Medable unveils eConsent solution for decentralized trials

By Jenni Spinner contact

- Last updated on GMT

(elenlabs/iStock via Getty Images Plus)
(elenlabs/iStock via Getty Images Plus)

Related tags: Decentralized trials, Clinical trials software, eConsent, Medable

TeleConsent empowers trial teams to obtain informed consent and re-consent from patients participating in clinical studies, within a fully remote system.

Medable, a company specializing in digital solutions for decentralized clinical trials, has released TeleConsent, software that facilitates fully remote informed consent and re-consent. The technologies enables patients, caregivers and clinical trial staff to sign remotely from any location, with no need to be physically present in one location.

Outsourcing-Pharma (OSP) recently spoke with two Medable representatives—Alison Holland (AH), head of decentralized clinical trials; and Jena Daniels (JD), director of research and head of the Medable Patient Advisory Council—about the benefits that TeleConsent reportedly offers to patients and trial teams alike.

OSP What are some of the traditional challenges with consent in clinical trials?

AH: Clinical research today remains laden by complex protocols, additional processes, and increased administrative burden. Informed patient consent, which is the cornerstone of GCP compliant clinical development, has also become ever more onerous, with long, complicated forms that may be confusing to participant. As such, one of the most significant and pervasive challenges with consenting for clinical trials is comprehension to facilitate better informed patient decision-making and subsequent trial motivation and retention.

Similar to the way people skim past the fine print of documents that use complicated language, patients will sometimes consent to something that they don’t fully understand because the language and traditional consent process hinder the transfer of knowledge. Unfortunately, this has ripple effects. In fact, failure to properly obtain informed consent is one of the most commonly cited quality findings in clinical trials and compliance in this process can be improved with an eConsenting solution. 

A second issue is the administrative burden that traditional consenting process places on both patients and the study sponsor and their sites. Paper consent forms can be 80+ pages for each patient and there are often three copies of the consent form being processed so managing such extraordinary amounts of paper that must be linked to each protocol version and amendment is a manual, time-consuming task.

Then there are the same issues with each re-consent. Every time there is a protocol amendment, which can happen once, or more a year, depending on the overall length of the study, patient participants must go through the same lengthy, paper-driven process.

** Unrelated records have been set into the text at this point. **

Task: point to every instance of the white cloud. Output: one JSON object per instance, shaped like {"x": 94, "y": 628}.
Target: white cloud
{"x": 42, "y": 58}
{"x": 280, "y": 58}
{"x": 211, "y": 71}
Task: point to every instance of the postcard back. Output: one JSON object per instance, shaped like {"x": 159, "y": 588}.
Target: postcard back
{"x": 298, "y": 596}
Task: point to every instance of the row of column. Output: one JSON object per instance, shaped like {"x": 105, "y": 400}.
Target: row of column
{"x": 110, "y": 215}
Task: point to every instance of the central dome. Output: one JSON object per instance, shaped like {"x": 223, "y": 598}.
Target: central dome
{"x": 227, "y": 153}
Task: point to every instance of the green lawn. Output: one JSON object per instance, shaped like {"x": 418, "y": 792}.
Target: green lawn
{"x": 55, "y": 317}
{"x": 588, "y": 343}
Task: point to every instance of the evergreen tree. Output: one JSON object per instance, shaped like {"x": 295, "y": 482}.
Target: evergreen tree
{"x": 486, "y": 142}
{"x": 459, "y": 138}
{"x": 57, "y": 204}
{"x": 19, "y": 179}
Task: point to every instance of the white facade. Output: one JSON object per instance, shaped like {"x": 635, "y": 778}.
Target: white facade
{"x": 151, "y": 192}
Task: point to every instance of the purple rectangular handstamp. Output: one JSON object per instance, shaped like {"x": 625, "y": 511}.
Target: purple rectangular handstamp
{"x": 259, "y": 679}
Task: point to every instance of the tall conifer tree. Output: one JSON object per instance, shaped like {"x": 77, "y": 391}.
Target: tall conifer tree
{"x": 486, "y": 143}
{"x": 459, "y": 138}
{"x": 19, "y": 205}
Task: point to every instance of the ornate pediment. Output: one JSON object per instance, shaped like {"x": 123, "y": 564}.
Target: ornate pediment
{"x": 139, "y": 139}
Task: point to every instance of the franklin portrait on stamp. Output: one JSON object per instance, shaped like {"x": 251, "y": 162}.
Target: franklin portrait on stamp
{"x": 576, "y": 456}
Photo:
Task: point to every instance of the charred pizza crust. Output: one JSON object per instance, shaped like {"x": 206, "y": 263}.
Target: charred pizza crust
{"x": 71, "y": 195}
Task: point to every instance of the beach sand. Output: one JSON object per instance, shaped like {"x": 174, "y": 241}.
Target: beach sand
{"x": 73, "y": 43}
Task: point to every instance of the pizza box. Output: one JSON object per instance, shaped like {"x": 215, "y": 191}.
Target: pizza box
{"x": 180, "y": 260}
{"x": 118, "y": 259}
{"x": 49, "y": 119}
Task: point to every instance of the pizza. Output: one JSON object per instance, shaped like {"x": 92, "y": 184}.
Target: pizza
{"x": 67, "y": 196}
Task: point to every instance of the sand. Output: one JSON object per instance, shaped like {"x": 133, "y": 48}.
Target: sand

The third challenge is global variability; country-to-country regulatory issues and cultural acceptance. For instance, not all countries accept electronic signatures. Paper-based consent processes, and even many e-consent solutions today are not flexible enough to accommodate different demands worldwide.

OSP: How do eConsent solutions seek to address/alleviate some of these problems?

AH: Today’s eConsent technologies help alleviate consent problems by reducing the paperwork and associated administrative burdens because many paper forms are replaced by digital documents.  In addition, these solutions allow companies to provide patients with supplemental materials, such as videos, diagrams, FAQ logs, and other multimedia tools, to aid in comprehension and present information in context; this becomes especially important for pediatric studies where a video might present information in a way that children can better understand.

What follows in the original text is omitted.